The Concentration therefore provides a mix of technical skill, business and societal viewpoints designed to grow students as “cross-sector athletes” – professionals who have the skills, understanding and fluency to navigate and succeed in the public and private sectors, or at the intersection between them.
Students must successfully complete at least 18 credits of approved courses, consisting of:
- A required 3-credit gateway course (MSFS 515-Foundations of Corporate Finance) taken in the first year
- 15 additional credits selected from a pre-approved list which must
include at least one course from two of the three subfields outlined
below
To fulfill the above requirements GBFS concentrators may seek to enroll in courses offered by other graduate programs, including the McDonough School of Business, the Georgetown University Law School and the SFS International Business Diplomacy certificate program.
GBFS Subfields
- Business & Society: Courses that focus on the relationship between business and society – subjects include Social Impact, Regulation, Sustainability, Corporate Diplomacy, Government Relations
- Trade: Courses that focus on the practical aspects and importance of trade to economic growth and International Relations
- Finance: Courses that focus on somewhat more specific skills or sectors – subjects include Emerging Markets, Project Finance, Strategy Finance & Valuation, Energy
Science, Technology, and International Affairs (STIA) – STEM Designated
Now more than ever, science and technology are at the heart of international affairs. The Science, Technology and International Affairs (STIA) concentration equips students with the knowledge, skills and confidence to engage with the challenges and opportunities this presents. Remember that STIA is STEM designated as of 2023. STIA concentrators must take the following courses:
- One Gateway course: MSFS 505: Science Policy Matters: Introduction to the Study of Science, Technology and International Affairs (further details below). Professor Theresa Sabonis-Helf will be leading the gateway course to be offered each spring semester.

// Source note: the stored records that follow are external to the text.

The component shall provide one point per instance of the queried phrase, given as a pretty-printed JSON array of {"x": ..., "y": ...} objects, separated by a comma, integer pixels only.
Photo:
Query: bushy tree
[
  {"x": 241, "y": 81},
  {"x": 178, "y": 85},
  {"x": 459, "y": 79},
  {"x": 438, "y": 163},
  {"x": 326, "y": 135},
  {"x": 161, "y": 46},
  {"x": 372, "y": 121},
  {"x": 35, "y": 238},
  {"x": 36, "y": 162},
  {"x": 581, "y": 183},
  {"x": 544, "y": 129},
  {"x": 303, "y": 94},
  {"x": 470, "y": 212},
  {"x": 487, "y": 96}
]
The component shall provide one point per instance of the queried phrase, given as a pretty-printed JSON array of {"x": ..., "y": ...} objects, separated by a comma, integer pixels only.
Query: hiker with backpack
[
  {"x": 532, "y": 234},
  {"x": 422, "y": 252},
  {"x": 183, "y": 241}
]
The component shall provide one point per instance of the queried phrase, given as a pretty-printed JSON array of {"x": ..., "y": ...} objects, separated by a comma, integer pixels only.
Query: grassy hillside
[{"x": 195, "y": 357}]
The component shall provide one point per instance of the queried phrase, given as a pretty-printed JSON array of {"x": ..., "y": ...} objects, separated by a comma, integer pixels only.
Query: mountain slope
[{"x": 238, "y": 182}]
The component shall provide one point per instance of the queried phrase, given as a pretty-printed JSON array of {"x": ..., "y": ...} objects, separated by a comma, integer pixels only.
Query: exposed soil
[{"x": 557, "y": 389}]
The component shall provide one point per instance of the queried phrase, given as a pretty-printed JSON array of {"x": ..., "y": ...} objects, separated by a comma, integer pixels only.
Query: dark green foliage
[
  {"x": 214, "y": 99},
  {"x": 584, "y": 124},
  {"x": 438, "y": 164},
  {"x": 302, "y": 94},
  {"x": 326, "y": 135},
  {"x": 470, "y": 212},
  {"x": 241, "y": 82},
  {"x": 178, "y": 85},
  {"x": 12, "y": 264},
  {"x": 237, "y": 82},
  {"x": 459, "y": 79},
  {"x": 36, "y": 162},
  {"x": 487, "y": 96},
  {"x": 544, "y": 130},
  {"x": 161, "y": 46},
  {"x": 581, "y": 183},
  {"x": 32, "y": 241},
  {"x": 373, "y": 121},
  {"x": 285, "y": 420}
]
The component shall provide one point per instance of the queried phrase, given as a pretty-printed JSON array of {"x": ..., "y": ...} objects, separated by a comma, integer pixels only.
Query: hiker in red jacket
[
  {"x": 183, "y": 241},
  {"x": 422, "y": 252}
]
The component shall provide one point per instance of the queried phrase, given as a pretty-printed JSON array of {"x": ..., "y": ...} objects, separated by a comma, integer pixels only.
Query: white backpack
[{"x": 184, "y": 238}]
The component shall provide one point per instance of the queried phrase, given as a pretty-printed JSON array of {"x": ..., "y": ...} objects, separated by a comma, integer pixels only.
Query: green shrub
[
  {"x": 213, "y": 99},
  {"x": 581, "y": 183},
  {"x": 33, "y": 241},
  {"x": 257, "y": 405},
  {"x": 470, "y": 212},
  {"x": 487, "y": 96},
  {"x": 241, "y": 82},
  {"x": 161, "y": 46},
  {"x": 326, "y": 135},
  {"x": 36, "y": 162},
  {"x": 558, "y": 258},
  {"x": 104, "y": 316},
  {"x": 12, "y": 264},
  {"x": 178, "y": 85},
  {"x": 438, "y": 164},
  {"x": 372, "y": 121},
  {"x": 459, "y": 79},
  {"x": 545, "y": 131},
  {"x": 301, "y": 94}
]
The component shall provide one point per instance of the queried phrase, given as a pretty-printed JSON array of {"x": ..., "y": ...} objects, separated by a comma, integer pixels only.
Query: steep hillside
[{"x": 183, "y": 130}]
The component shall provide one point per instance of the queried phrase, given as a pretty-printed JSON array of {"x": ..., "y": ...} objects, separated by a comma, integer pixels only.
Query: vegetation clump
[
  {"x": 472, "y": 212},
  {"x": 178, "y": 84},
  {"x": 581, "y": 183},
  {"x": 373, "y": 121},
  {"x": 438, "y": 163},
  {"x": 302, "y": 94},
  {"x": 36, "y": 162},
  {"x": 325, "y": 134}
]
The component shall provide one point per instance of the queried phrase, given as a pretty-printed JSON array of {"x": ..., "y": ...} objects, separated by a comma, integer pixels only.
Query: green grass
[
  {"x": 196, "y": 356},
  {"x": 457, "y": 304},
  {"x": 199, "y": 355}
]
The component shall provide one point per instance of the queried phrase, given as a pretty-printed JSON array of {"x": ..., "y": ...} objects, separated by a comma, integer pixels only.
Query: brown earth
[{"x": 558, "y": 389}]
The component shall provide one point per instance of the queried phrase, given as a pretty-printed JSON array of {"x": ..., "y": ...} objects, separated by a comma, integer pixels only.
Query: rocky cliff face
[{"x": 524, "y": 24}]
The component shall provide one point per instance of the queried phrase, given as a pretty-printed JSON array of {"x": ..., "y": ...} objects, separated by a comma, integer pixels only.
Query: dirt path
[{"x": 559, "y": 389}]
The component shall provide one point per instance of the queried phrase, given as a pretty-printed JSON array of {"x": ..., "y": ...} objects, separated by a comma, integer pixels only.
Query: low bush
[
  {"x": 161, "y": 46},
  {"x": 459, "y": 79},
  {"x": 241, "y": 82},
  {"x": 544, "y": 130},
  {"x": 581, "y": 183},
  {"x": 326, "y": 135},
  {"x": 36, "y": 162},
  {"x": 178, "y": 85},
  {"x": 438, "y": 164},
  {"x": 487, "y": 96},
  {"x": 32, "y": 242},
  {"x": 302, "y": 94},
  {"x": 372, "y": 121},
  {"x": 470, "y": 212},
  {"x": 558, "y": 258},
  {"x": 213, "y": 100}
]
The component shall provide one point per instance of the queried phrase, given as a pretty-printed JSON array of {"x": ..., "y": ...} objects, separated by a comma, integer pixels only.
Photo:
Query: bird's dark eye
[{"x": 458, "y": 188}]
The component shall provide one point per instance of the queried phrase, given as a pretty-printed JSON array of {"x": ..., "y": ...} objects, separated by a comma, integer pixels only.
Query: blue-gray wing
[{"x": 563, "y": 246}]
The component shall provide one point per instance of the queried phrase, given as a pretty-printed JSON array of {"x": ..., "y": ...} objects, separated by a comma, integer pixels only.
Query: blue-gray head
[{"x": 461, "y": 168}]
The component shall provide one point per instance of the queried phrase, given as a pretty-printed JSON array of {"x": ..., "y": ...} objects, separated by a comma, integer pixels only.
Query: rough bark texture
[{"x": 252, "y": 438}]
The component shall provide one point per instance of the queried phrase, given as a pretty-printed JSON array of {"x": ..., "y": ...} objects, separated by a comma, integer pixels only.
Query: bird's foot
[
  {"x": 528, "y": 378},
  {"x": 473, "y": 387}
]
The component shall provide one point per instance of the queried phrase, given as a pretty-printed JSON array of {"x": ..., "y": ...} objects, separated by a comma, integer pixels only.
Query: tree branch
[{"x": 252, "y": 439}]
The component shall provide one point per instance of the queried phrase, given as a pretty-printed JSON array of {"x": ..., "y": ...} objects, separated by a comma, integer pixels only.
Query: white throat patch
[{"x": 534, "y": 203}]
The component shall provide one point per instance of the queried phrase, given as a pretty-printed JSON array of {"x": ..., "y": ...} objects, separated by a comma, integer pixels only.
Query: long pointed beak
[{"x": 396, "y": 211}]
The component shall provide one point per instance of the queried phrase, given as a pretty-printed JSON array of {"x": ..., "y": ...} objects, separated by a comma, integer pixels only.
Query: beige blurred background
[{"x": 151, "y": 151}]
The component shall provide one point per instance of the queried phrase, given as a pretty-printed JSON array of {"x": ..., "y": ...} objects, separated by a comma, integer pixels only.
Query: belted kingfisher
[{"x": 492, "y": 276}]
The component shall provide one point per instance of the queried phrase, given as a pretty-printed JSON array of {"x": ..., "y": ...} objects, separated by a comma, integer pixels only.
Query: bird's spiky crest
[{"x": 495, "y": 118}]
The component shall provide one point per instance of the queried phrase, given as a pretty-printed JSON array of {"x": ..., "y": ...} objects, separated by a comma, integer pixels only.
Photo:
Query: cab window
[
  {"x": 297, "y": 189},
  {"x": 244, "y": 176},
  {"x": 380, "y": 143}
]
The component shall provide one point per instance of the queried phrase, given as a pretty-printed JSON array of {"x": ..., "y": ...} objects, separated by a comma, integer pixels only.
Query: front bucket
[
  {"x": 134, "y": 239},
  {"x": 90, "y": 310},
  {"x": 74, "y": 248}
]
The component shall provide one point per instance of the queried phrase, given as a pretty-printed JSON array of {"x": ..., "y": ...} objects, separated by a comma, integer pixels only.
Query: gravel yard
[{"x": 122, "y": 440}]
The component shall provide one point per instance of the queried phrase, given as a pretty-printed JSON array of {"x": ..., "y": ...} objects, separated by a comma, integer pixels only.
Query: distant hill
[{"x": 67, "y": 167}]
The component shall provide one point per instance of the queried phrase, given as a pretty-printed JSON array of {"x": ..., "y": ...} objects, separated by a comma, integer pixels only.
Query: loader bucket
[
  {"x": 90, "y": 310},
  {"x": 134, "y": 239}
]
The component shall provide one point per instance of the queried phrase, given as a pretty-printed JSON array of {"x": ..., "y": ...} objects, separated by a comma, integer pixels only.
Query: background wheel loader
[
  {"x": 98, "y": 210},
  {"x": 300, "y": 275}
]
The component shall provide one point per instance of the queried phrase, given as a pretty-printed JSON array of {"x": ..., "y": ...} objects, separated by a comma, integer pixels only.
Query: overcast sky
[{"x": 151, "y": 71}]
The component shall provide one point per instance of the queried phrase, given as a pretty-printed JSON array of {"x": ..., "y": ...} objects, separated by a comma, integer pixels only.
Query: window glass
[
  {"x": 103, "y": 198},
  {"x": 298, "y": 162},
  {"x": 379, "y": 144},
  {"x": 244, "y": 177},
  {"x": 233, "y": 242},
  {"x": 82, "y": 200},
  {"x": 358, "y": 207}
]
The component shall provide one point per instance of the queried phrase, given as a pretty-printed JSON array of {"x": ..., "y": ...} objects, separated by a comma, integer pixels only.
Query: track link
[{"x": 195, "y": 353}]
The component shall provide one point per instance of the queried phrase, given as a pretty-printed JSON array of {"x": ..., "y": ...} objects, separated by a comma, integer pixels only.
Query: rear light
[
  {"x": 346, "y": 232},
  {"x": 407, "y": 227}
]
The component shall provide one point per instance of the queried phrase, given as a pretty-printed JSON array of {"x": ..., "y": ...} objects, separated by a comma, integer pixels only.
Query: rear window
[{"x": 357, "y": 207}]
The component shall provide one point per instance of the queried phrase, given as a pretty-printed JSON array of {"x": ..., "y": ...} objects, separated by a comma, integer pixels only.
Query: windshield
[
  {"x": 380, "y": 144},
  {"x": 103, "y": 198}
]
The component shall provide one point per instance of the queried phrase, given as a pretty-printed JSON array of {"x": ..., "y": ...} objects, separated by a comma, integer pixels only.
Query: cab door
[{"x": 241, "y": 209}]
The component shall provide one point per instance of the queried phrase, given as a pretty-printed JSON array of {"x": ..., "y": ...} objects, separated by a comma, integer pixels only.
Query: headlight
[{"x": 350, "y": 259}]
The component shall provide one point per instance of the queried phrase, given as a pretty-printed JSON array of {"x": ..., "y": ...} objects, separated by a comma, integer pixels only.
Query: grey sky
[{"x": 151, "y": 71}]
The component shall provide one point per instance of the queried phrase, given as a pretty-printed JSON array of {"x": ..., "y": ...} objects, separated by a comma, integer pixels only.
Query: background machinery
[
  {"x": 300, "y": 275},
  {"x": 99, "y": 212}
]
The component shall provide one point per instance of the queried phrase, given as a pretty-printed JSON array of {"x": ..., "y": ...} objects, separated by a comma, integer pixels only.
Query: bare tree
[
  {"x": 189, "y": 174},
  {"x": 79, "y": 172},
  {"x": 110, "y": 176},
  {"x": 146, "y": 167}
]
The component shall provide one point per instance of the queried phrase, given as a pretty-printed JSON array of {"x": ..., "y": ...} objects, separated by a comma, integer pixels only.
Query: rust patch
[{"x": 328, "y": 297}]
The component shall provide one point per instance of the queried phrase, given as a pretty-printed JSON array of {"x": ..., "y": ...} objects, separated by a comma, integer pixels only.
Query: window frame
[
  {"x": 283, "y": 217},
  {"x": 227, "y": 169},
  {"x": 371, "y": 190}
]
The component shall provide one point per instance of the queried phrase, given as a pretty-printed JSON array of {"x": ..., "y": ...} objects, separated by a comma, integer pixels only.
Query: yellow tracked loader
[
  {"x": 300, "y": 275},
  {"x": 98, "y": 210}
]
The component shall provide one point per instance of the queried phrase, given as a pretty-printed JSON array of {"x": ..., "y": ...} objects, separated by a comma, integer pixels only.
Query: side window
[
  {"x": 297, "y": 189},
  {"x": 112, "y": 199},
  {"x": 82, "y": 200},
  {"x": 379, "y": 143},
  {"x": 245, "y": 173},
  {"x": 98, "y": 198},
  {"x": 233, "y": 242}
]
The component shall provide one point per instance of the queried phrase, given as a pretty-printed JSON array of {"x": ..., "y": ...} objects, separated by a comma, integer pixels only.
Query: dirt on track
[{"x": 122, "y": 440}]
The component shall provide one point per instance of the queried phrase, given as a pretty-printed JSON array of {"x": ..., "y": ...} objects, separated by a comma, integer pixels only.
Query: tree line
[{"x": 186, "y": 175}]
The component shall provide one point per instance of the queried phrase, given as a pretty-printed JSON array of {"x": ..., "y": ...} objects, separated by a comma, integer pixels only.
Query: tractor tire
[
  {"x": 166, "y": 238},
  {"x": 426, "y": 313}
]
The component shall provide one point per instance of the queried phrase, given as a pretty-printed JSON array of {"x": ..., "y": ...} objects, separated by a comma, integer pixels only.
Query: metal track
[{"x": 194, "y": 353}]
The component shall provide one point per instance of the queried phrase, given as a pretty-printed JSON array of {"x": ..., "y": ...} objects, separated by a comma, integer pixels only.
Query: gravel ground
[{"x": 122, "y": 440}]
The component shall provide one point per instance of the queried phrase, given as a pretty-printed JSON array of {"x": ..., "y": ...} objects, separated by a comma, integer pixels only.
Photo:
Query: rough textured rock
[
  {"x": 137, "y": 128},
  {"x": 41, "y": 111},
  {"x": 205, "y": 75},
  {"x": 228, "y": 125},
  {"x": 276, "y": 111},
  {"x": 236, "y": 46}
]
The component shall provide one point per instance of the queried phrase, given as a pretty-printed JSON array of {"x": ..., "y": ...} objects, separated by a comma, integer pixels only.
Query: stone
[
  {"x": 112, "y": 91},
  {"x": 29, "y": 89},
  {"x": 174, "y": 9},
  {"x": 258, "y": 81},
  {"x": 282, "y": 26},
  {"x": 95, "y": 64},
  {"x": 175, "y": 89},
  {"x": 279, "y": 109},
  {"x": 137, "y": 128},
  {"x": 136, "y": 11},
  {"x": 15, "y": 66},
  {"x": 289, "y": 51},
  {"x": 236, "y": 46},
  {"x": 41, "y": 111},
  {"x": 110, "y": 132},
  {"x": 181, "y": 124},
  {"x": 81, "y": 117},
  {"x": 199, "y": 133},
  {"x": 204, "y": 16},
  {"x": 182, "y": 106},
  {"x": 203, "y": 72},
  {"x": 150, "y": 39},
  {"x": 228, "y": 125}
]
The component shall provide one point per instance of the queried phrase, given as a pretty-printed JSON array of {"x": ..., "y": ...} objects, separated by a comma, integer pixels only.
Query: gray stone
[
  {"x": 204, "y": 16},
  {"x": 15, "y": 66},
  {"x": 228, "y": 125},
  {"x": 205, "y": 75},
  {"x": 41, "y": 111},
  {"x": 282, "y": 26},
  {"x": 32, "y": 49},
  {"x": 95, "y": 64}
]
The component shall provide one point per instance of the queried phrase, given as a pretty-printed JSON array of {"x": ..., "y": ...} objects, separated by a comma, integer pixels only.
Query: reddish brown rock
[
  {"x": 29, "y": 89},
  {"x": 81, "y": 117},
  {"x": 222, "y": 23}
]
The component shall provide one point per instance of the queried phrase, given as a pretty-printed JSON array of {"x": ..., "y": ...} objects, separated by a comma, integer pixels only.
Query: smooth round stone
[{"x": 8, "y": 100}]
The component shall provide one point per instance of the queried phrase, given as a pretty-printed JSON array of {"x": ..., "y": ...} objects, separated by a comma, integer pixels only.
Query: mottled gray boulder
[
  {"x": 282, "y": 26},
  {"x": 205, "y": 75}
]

- One “tech competence” course from a list of approved natural science, data science or computer science courses. In some cases, students with the necessary prerequisites may take courses offered in other programs of the university (3500 or above) subject to departmental approval. Students who majored or minored in biology, chemistry, physics, computer science or engineering as undergraduates may petition to the concentration chair to be exempted from this requirement, and take an additional elective course instead.
Additionally, students must take four additional courses selected from a list of approved electives, three of which must be in one of the three designated subfields:
Note that many STIA-approved electives qualify for more than one subfield.
STIA Subfields
- Energy and the Global Environment (EGE): Explores key international challenges at the intersection of energy and the environment including global climate change, disease, transboundary resource challenges, food, water and agriculture, and the sustainable energy transition. This subfield places a particular emphasis on global commons and natural resources.
- Innovation and Emerging Technologies (IET): Explores transformative technologies from biotechnology to artificial intelligence, as well as the technological innovation process. This subfield places a particular emphasis on the role of the market and the state’s efforts to shape it.
- Science, Technology and International Strategy (STIS): Explores role of technology in national strategy including the science and technology issues behind space cooperation and competition; nonproliferation, arms control and disarmament initiatives; cyber security and artificial intelligence in diplomacy, development and interstate competition. This subfield places a particular emphasis on science and technology as instruments of power and tools of diplomacy for state and non-state actors.